As they start wearin' the environmental green, however, tech companies should take care not to strut more stuff than they actually have. Consider the recent example of Dell, which enacted a "plant a tree for me" program to offset the emissions impact of each laptop and desktop it sells. As Computing magazine reported in January 2007, however, the initiative looked more like a marketing ploy than a serious carbon-neutral program. Dell didn't say whether it was donating any funding to the program to cover the emissions generated by manufacturing the computers, according to Butler Group analyst Roy Illslely, which would have been the more substantive move.
 
The Computing article goes on to contrast Dell's green initiatives with those of HP. The latter company has been recycling products since 1987; developed the Designed for Environment (DFE) policy in 1992, and joined the World Wildlife Fund US (WWF-US) to reduce greenhouse gas emissions from its operating facilities worldwide in 2006.

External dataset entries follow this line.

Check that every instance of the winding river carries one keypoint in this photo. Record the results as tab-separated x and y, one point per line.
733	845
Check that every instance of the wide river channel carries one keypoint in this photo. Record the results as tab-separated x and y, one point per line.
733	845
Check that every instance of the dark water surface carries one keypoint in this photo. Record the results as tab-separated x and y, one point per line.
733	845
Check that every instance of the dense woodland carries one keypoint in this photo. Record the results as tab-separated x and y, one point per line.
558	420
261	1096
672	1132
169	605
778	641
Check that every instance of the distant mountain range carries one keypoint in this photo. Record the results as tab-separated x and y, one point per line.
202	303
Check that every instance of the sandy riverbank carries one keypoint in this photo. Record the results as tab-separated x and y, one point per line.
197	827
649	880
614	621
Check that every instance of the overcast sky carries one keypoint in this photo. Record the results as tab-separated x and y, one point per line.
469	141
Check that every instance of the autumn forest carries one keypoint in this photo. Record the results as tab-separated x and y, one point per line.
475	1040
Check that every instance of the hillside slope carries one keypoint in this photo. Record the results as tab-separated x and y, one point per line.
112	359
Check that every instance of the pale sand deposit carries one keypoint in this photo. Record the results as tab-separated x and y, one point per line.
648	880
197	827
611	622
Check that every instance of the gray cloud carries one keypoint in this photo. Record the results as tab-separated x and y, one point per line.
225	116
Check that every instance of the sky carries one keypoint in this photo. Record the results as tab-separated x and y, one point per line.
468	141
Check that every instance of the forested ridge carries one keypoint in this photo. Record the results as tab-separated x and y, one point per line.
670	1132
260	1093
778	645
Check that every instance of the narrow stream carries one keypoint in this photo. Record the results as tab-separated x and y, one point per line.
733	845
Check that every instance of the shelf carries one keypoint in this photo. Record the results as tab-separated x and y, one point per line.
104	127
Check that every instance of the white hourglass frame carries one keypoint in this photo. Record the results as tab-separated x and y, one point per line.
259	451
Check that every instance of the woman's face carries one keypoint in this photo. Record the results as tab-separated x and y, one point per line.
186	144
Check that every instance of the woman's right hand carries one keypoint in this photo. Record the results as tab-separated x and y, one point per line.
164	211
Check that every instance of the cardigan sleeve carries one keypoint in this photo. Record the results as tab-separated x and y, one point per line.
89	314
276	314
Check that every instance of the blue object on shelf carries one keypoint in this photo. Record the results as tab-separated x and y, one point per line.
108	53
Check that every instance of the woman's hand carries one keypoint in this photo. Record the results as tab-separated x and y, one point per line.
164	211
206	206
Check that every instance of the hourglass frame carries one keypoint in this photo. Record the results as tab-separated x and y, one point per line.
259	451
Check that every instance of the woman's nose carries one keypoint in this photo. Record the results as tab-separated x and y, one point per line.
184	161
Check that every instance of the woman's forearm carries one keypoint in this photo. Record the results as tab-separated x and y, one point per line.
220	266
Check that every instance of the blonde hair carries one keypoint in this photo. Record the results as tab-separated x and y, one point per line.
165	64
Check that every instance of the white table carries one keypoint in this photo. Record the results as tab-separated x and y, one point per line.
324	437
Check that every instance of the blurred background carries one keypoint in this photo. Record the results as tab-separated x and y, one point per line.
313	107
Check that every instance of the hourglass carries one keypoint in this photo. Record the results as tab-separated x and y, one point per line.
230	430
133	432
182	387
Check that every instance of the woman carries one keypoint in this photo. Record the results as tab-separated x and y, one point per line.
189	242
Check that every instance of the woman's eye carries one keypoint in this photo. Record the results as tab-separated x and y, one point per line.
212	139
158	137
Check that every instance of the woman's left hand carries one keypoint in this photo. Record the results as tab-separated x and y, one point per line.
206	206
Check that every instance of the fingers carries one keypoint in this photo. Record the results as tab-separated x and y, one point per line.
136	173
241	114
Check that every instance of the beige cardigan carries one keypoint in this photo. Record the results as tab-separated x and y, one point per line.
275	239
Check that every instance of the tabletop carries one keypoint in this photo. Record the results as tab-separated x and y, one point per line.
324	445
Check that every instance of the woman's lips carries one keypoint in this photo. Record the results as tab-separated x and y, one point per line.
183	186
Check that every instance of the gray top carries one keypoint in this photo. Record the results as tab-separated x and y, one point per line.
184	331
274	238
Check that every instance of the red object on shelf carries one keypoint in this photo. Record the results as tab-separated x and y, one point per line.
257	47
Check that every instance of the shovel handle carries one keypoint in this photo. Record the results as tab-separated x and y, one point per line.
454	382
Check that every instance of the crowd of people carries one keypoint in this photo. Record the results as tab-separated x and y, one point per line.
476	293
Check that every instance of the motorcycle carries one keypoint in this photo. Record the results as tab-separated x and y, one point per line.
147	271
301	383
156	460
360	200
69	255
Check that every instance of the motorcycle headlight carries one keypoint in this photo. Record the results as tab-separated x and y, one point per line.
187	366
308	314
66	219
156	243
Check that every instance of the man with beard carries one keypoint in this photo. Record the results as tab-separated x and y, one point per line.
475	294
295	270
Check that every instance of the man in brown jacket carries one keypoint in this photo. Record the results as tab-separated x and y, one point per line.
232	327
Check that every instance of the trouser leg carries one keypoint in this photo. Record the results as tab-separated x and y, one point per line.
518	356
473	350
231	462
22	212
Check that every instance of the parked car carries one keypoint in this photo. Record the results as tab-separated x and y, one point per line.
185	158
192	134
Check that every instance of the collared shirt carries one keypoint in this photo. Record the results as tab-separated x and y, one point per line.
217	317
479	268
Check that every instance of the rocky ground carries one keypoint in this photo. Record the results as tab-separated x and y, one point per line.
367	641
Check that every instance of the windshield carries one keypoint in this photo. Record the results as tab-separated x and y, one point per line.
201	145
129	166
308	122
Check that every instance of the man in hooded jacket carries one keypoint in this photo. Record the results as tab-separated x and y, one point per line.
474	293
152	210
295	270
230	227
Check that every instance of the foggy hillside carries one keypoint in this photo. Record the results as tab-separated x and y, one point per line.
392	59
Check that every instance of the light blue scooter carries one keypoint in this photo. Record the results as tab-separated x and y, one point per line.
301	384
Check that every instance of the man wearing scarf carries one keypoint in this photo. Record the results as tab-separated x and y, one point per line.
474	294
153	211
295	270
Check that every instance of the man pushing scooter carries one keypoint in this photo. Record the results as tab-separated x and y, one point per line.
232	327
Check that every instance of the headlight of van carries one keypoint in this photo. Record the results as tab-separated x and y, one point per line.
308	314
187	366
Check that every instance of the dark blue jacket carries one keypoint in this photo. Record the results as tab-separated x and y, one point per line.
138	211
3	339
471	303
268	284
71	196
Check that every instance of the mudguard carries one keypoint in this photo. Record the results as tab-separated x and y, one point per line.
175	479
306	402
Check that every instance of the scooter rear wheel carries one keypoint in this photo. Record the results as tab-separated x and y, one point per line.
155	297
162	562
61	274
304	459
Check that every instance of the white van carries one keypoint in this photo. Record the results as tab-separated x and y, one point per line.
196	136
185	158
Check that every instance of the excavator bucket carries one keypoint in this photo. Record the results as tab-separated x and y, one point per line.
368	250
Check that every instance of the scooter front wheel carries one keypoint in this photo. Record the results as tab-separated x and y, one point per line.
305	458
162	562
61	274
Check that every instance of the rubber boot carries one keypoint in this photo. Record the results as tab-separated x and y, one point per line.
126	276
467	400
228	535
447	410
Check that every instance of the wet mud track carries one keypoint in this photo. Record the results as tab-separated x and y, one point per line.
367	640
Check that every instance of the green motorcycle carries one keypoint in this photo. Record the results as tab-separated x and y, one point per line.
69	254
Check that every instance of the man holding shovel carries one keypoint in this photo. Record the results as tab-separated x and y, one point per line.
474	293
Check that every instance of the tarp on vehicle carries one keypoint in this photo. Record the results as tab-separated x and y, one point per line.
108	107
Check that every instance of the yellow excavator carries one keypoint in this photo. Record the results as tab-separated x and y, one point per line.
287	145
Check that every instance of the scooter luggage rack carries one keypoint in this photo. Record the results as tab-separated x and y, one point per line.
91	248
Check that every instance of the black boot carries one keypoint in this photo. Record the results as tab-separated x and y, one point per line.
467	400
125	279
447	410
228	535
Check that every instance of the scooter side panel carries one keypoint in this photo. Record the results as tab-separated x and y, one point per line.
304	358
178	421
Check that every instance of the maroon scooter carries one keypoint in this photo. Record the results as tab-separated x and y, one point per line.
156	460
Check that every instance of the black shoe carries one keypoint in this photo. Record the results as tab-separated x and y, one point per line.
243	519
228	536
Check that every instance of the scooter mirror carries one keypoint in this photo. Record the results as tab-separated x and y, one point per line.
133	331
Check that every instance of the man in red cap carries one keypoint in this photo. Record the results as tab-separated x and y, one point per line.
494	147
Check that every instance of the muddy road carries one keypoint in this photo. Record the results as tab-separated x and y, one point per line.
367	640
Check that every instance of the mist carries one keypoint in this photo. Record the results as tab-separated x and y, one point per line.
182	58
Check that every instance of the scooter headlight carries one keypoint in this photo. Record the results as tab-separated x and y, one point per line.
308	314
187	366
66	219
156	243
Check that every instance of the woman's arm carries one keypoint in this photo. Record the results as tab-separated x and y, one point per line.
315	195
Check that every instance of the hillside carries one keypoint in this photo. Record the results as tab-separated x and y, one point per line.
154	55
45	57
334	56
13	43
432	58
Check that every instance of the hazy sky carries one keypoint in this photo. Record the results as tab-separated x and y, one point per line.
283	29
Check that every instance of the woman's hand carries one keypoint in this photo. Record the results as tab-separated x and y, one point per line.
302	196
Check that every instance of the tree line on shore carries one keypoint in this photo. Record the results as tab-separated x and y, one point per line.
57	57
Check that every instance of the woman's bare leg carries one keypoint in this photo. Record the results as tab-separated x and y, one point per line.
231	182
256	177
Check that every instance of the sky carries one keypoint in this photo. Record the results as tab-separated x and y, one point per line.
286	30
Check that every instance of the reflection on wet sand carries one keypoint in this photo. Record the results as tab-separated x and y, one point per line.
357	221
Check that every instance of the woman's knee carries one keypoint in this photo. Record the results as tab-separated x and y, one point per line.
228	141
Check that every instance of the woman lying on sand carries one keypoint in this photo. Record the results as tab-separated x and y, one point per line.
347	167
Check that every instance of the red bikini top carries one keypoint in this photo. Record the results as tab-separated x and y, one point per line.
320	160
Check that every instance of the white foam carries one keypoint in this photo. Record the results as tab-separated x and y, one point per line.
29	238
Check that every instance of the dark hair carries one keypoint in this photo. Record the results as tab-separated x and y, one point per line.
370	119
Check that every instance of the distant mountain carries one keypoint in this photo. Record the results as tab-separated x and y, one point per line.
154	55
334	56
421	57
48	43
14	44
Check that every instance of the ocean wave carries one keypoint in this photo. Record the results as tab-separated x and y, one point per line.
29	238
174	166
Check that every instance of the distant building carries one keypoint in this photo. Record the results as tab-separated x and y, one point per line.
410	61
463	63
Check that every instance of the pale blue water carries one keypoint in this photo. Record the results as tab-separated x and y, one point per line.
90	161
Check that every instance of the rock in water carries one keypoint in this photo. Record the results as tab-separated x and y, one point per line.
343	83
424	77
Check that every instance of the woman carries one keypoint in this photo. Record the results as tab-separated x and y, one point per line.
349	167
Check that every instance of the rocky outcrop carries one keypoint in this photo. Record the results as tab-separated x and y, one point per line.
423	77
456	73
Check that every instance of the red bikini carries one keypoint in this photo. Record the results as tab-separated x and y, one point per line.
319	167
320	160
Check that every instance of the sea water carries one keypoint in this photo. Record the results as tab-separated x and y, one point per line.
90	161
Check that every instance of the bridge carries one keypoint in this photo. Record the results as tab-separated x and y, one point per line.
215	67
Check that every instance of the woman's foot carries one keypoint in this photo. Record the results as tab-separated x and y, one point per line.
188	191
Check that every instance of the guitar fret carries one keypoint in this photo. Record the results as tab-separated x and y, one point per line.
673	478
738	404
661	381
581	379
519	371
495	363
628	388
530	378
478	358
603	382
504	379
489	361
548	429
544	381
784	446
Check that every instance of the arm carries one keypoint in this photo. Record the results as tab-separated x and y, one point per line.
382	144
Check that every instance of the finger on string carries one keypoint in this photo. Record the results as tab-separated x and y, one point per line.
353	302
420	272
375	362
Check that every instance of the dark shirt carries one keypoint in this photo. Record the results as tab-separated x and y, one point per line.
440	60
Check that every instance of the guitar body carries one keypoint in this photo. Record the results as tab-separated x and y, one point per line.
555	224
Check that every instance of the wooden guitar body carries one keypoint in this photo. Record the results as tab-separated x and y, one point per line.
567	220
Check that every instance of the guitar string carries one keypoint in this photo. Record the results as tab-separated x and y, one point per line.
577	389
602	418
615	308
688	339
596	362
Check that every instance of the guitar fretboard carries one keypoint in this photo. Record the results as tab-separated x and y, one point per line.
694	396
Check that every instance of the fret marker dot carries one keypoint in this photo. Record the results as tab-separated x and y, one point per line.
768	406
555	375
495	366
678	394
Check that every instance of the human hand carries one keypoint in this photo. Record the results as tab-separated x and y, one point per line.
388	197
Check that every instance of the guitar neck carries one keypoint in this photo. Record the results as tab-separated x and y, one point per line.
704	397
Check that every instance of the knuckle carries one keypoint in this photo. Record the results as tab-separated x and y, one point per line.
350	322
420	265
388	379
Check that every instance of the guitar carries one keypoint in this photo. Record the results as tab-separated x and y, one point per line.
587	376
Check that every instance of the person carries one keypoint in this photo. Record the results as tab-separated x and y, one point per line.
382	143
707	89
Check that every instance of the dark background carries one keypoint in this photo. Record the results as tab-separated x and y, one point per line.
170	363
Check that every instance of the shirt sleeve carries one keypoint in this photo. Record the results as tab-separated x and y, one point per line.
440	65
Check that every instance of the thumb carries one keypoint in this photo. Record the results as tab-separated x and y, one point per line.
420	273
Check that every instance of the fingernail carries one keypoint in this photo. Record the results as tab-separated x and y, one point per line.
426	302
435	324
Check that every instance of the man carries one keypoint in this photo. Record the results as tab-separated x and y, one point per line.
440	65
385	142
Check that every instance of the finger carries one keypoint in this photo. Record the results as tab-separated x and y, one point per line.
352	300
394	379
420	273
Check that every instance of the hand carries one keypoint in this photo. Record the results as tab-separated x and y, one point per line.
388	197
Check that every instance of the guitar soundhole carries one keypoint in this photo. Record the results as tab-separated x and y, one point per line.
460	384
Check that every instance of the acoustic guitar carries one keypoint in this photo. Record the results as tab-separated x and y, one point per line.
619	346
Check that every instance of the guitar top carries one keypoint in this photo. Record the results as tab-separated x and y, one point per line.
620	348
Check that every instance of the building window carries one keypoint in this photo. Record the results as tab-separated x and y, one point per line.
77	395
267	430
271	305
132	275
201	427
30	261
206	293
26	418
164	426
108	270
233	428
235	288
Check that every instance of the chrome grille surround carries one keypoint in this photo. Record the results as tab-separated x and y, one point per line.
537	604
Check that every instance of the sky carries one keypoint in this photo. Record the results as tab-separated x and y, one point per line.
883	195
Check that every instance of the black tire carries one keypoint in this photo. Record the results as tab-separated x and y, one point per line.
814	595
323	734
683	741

"As HP clearly demonstrates, if you do not generate headline-grabbing announcements that are aimed at the customers, then your efforts will largely go unrecognized," said Illsley. "We predict that 2007 will become the green year, with many more carbon-neutral initiatives being announced by leading vendors. The difficulty will be making sense of the initiatives, and verifying if they do equate to carbon-neutral, or are just a marketing ploy."
 
Every technology company – no matter what size or market – will benefit by analyzing its business and seeking out legitimate environmental connections. Beaupre clients Dassault Systèmes, SolidWorks and Stratus Technologies are examples of companies that have found their environmental groove without over-reaching.
 
Dassault Systèmes, and its SolidWorks Corp. subsidiary have publicly articulated their role in sustainable product design (click here for podcast). Sustainable design means using fewer hazardous materials, designing products for easy maintenance and recycling. Dassault Systèmes and SolidWorks software reduces product development's impact by replacing physical testing and prototyping with virtual 3D environments that simulate real-world conditions. Stratus Technologies is educating stakeholders about its role in data center server virtualization. The company's continuous availability servers enable companies to save energy by shrinking their data centers without sacrificing performance or reliability.

In these instances, the stories are a legitimate outgrowth of each company's core business with demonstrable substance behind it. Their green angles don't promise more than they can deliver. They enable the companies to join the green fray without risk of a PR black eye.